OUR ANSWER FROM HORTYSPRINGER ATTORNEY JOHN WIECZOREK:
This situation is more common than you’d think, but always tricky.  Because the anesthesiologist is no longer a member of your medical staff, we would advise that peer review of that anesthesiologist’s medical services provided at your hospital should be discontinued.  The purpose of peer reviewing a specific physician is to ensure and improve quality; this purpose can no longer be effectuated if the anesthesiologist has left the medical staff.  Among other things, many of the tools that could be used to improve care would no longer be available (such as asking the questions about the case, having the anesthesiologist complete additional training, or monitoring a few of the anesthesiologist’s cases at the hospital).
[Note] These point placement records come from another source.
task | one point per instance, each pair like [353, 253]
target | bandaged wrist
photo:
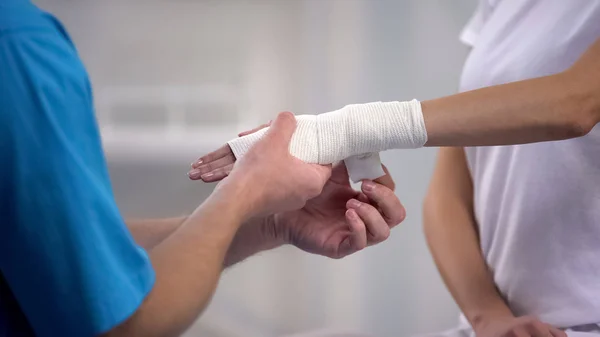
[354, 130]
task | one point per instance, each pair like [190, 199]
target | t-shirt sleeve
[65, 251]
[471, 31]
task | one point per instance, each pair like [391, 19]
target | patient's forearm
[556, 107]
[542, 109]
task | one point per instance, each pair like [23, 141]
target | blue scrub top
[68, 264]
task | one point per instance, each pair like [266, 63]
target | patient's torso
[538, 205]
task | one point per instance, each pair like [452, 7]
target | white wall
[306, 56]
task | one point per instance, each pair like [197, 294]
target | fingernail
[354, 203]
[196, 163]
[194, 174]
[368, 186]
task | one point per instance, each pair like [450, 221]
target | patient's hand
[219, 163]
[517, 327]
[341, 221]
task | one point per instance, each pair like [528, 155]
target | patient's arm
[561, 106]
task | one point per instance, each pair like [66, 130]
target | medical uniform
[68, 264]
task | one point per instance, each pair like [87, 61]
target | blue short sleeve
[65, 252]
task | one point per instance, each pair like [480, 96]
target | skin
[257, 207]
[561, 106]
[451, 233]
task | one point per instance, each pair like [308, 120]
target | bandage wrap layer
[356, 133]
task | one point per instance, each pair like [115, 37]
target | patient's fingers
[245, 133]
[217, 174]
[211, 166]
[217, 154]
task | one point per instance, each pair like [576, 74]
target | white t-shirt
[537, 205]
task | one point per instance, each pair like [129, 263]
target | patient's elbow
[581, 123]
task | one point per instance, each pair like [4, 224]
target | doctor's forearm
[253, 236]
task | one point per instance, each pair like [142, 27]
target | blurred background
[174, 79]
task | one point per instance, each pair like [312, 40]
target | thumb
[281, 130]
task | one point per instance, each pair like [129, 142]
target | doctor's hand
[217, 165]
[269, 179]
[341, 221]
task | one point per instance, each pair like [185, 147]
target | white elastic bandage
[355, 133]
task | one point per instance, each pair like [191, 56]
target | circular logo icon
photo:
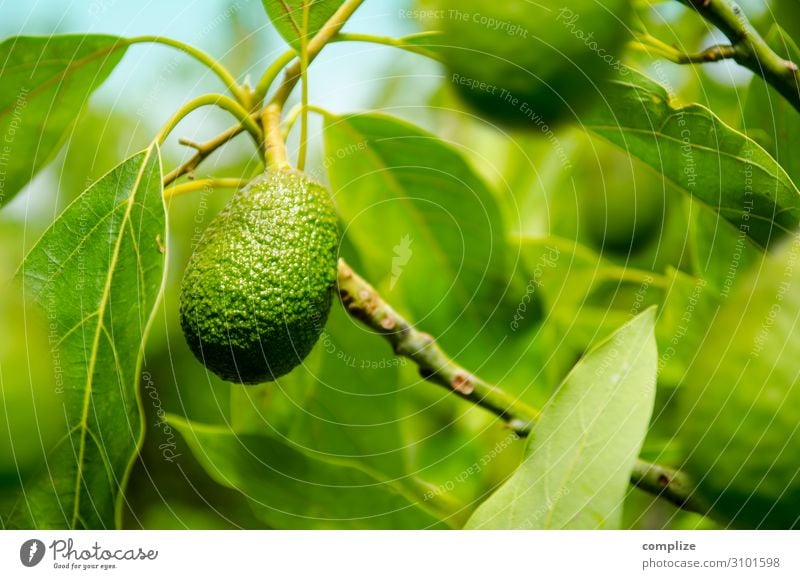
[32, 552]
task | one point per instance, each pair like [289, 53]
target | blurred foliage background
[352, 397]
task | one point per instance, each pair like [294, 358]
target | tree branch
[291, 78]
[365, 304]
[749, 48]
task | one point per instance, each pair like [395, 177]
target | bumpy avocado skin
[530, 64]
[257, 291]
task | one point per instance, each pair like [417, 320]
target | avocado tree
[597, 272]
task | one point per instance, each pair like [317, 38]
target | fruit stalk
[749, 49]
[364, 303]
[291, 78]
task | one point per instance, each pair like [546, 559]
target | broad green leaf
[290, 489]
[287, 16]
[768, 117]
[581, 452]
[98, 273]
[692, 147]
[46, 82]
[427, 227]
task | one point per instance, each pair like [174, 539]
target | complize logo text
[67, 555]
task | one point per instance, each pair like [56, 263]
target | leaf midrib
[87, 398]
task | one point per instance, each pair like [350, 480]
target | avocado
[529, 64]
[257, 290]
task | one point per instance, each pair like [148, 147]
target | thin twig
[365, 304]
[749, 48]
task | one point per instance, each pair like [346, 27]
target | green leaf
[419, 217]
[708, 159]
[287, 16]
[98, 272]
[46, 82]
[768, 117]
[721, 254]
[582, 450]
[291, 489]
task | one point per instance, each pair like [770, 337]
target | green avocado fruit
[257, 291]
[741, 401]
[528, 63]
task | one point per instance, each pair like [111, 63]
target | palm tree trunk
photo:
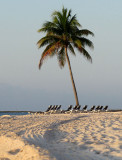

Also, depending on state law, a malpractice attorney may argue that the peer review privilege no longer applies to reviews conducted after the anesthesiologist has left the medical staff.  Finally, if the anesthesiologist turns around and sues the hospital for whatever reason, continuing peer review of the anesthesiologist after their departure may give an eager plaintiff’s attorney something to hang onto (e.g., allegations that the purpose of the review is to harm the physician).

This does not mean the case should completely fall out of review; system-issues that were identified outside of the care being provided by the anesthesiologist are still relevant and should be addressed.  We would just advise that any issues related to the anesthesiologist’s practice at the hospital be put aside.